The Junk Lady
On my drive in to work this morning I had a thought occur to me that hasn’t really before, but it struck me as a fairly accurate metaphor for how I feel on a day to day basis. Mind you, I’m in no way saying I’m even remotely a possession-oriented person, and I’m really typically a minimalist at heart. I buy few things, but when I buy things I need in life I try and ensure they’re of a substantive quality so that they last as long as I may need them. I also have no qualm with parting with things I haven’t used in extended periods, unless I foresee an immediate or near-immediate use for them.
It just was an odd thought that popped into my head that seems to express a feeling I have every day. I feel like the “Junk Lady” from the movie Labyrinth. Instead of possessions holding me down, every day that I go through the same boring motions adds another piece of shit to my back. Just another addition to the burden already holding me down. I don’t know what I can do to cut dead weight, emotionally. It’s not even that I dwell on things, necessarily. It’s simply this compounding effect on my mood that marches unabated and I really don’t know why.
The worst aspect of all has to be that it’s not for any reason other than depression. I don’t have reasons to feel this way. My life isn’t picture-perfect, but it’s overall pretty good. Probably better than good compared to a lot of people. Though, comparison is said to be the thief of joy, I don’t agree with that. It neither steals my joy nor does it give me joy. I’d say that comparison is just something you can do to waste time.
Have I ever mentioned that I fantasize about being fired at work? I imagine being fired and having to look for a new job and do hard things all over again, just because it seems like adversity gives me a feeling of being whole.
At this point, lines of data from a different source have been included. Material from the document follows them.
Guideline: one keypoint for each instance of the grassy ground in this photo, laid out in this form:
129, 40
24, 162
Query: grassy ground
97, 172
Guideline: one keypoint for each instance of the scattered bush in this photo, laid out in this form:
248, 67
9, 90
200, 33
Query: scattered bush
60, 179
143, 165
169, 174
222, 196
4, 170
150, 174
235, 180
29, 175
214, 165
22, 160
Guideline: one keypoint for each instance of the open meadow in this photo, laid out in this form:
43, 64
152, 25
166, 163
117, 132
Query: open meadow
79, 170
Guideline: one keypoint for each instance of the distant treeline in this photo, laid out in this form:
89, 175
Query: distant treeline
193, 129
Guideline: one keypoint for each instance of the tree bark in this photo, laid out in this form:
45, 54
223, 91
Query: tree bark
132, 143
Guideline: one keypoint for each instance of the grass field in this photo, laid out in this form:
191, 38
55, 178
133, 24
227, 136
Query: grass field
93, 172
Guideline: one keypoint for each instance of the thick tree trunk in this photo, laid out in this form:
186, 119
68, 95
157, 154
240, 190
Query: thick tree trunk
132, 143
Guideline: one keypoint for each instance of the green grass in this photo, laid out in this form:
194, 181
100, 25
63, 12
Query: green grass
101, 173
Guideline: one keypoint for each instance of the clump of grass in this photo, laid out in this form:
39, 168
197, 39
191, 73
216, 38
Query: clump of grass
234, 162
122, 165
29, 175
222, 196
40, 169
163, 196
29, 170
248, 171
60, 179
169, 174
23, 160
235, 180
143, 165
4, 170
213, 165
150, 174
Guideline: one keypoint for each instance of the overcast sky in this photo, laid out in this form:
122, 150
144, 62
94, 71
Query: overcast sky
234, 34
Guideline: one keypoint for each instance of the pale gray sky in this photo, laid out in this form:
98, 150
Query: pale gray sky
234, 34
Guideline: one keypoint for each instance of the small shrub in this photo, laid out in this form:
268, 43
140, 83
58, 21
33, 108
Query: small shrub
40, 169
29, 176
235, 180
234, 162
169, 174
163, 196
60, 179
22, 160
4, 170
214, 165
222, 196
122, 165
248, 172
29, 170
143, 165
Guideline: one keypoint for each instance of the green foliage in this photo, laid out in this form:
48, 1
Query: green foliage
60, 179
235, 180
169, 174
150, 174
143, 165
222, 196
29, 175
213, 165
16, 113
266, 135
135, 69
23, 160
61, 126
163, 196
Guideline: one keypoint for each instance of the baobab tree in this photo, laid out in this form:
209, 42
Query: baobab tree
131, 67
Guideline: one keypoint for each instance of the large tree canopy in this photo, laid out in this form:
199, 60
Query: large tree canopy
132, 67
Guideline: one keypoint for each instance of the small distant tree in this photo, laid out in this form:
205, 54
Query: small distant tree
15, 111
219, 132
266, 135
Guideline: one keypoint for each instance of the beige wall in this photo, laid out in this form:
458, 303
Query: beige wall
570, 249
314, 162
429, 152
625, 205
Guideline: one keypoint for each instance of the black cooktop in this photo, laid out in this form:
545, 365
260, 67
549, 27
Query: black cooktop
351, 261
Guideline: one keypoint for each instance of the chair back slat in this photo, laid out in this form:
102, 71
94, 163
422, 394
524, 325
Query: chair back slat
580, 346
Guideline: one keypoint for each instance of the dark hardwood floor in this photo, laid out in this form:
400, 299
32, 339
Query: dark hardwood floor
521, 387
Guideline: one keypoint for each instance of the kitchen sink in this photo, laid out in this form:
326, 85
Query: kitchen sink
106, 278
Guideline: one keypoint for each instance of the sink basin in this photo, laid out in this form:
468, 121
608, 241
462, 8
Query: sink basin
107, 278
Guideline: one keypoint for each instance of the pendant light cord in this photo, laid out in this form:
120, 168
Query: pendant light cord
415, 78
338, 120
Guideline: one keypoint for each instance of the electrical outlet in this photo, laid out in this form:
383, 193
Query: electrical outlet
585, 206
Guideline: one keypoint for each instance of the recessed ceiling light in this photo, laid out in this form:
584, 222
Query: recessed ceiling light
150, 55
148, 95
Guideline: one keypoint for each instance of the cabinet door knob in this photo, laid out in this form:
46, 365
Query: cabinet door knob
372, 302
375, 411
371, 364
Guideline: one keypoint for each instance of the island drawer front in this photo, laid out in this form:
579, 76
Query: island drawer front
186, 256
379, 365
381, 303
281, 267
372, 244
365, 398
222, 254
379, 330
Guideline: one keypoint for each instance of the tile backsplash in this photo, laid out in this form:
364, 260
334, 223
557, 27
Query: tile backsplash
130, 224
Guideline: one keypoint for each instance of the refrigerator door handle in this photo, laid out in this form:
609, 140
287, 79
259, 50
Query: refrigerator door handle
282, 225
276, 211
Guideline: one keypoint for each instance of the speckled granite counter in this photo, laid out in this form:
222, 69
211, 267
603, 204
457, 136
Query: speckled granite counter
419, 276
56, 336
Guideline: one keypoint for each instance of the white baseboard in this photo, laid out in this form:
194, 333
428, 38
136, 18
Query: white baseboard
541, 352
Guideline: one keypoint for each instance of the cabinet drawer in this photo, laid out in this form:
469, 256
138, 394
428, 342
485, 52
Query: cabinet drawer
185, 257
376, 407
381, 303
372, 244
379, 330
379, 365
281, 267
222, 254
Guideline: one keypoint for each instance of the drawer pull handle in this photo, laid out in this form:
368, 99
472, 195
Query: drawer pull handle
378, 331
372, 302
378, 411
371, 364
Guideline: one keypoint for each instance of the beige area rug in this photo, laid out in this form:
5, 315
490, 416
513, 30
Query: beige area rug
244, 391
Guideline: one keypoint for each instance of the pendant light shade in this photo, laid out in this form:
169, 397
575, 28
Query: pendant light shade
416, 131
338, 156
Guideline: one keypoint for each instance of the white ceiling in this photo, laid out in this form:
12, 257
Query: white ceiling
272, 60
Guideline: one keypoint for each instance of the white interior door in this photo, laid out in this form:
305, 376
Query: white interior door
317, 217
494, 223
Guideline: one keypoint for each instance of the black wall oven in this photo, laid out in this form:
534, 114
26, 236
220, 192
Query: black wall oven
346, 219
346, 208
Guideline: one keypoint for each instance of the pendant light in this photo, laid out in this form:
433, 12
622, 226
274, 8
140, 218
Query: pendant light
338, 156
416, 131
I don’t understand it. The easier I have it the less able I am to cope. But honestly there isn’t anything at this point so difficult that I could ever feel the pang of adversity, even if I were fired. I’ve settled into a career and I am a subject matter expert. I have accomplishments under my belt in biomed, aerospace, automotive, and even some rail.
I feel broken sometimes, more than the average person might be. I feel like I might be defective. How has evolution not solved this? It seems like self-destruction has to be an environmental influence more than a genetic one, but the environment too can provide bottleneck events to sort multiple disparate genetics into a clean bin of two or three variants.
At this point I’m rambling. I’m not accomplishing anything. Spinning my wheels, as it were.
Alright, off to the rat race. The never-ending rat race.